感動に目を見張りながらも周囲の確認は怠らない。自分の足元は獣道にも似た細い小道で、地面には丈の低い草が生えており、それが踏み固められていないところを見ると人通りはあまりないようだ。両脇は潅木の茂みと程よい茂り具合の木立が鬱蒼とまばらの丁度中間くらいの密度で続いている。まるで「寄り道しないでまっすぐどうぞ」と誘っているかのようだ。
試しに振り返ってみると、同じような道が続いている。自分がどういう風にやってきたのか判っていなければ、どちらに進めばよいのか迷ってしまいそうだった。
葉ずれの音と小鳥たちの微かなさえずり声に耳を澄ませ、振り仰いでみた。空は青く澄み渡り、緩やかに筋のような雲が流れている。しばらくそのままじっとしていたが、別段何事も起こりそうになく、微笑を浮かべて青年は歩き始めた。
数分進んだだけで、視界が明るくなった。と言っても暗いところから電灯の下へ出た時のような目にしみるものではなく、今までも十分視界は良好だったのだが、そこに華やかさが加えられたと形容すべきか。木立が途切れ、開けた場所に出たかと思うと、何処かで耳にしたような音楽が僅かに聞こえてきて、歩きながらこれはなんという曲だったかと思考する。その一瞬僅かに気を逸らせただけの筈なのに──瞬き一つ、その間に視界は一変していた。
優美な曲線を描くフェンスに囲まれた広場に、布張りのカウチと磨きぬかれた天然石で出来た丸テーブル。その上には湯気の立つ茶器のセットがあり、籐の籠には焼きたての香ばしさを匂わせ菓子が盛ってある。
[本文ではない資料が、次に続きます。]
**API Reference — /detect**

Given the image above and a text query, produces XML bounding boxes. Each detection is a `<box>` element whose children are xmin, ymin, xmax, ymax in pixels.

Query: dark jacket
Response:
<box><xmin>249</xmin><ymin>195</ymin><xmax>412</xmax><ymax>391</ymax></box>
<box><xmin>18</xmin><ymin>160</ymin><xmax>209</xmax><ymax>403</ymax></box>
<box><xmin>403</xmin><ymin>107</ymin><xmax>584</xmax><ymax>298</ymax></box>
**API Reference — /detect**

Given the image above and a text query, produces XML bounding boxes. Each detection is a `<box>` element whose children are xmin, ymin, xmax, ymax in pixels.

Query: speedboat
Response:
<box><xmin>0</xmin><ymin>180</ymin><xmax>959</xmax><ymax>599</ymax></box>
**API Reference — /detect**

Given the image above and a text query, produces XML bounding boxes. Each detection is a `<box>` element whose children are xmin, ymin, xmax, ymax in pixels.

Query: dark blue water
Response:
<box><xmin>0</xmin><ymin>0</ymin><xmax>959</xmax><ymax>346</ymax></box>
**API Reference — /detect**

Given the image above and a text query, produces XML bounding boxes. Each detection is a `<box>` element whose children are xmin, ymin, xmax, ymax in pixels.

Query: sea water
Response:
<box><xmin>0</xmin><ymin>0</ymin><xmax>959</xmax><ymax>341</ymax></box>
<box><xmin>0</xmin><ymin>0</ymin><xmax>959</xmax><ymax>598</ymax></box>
確かに一瞬前までは何もなかった筈の場所に、その存在はあった。そう──〈人〉と形容するには恐れ多すぎる存在が。
「お初に御目にかかります。この度は許しを頂き誠にありがとうございます」
つと息を呑んだものの、物怖じすることなく優雅に青年は腰を折った。少女であったならば絶句し立ち尽くしていただろう。
カウチに深く腰掛けていた存在は、笑みを湛えて頷いた。
「そう畏まる事はないわ。ローレンス。そう呼ばせてもらって良いかしら?」
「はい、類いまれなきお方──私はどうお呼びすれば?」
「そうね……あなたはこの界の者ではないのだから〈金の君〉で結構よ」
「畏まりました、麗しの金の君」
これ以上はないくらいに優美に微笑み、青年はその場に膝を突こうとする。その仕草を金の君が手を振りやんわりと制止した。
「止めて頂戴な。あなたは私の臣下ではないのだし、そんなに遠くに居られてはまともに話も出来ないわ。どうぞこちらに掛けて」
指し示されたのは、テーブルを囲うように配置された隣のカウチ──斜めに隣り合って座れということらしい。考える風な青年に再度手を振り、今度は招いている。
「お茶が冷めてしまうわ。私、喉が渇いているの」
「──では、お言葉に甘えて」
あまり渋るのも不敬と思ったのか、ローレンスは大人しく従った。腰掛けて勧められるままに茶器を手に取る。爽やかなハーブの香りがした。
「落ち着きますね」
ゆっくりと香りと味を楽しんだ後、そっと口に出した。
いくら年の割に場慣れしているとはいえ、違う世界の最高権力者に面会するのである。多少は緊張するのが当然だ。それを解きほぐそうとしてくれている金の君の気遣いにも安堵した。
見た目の通り壮絶に美しいだけの女性ではあるまいが、そういった心配りの出来る存在であること──自分の理解と想像の及ぶ思考の持ち主であるだろうと判断できることに安堵したのだ。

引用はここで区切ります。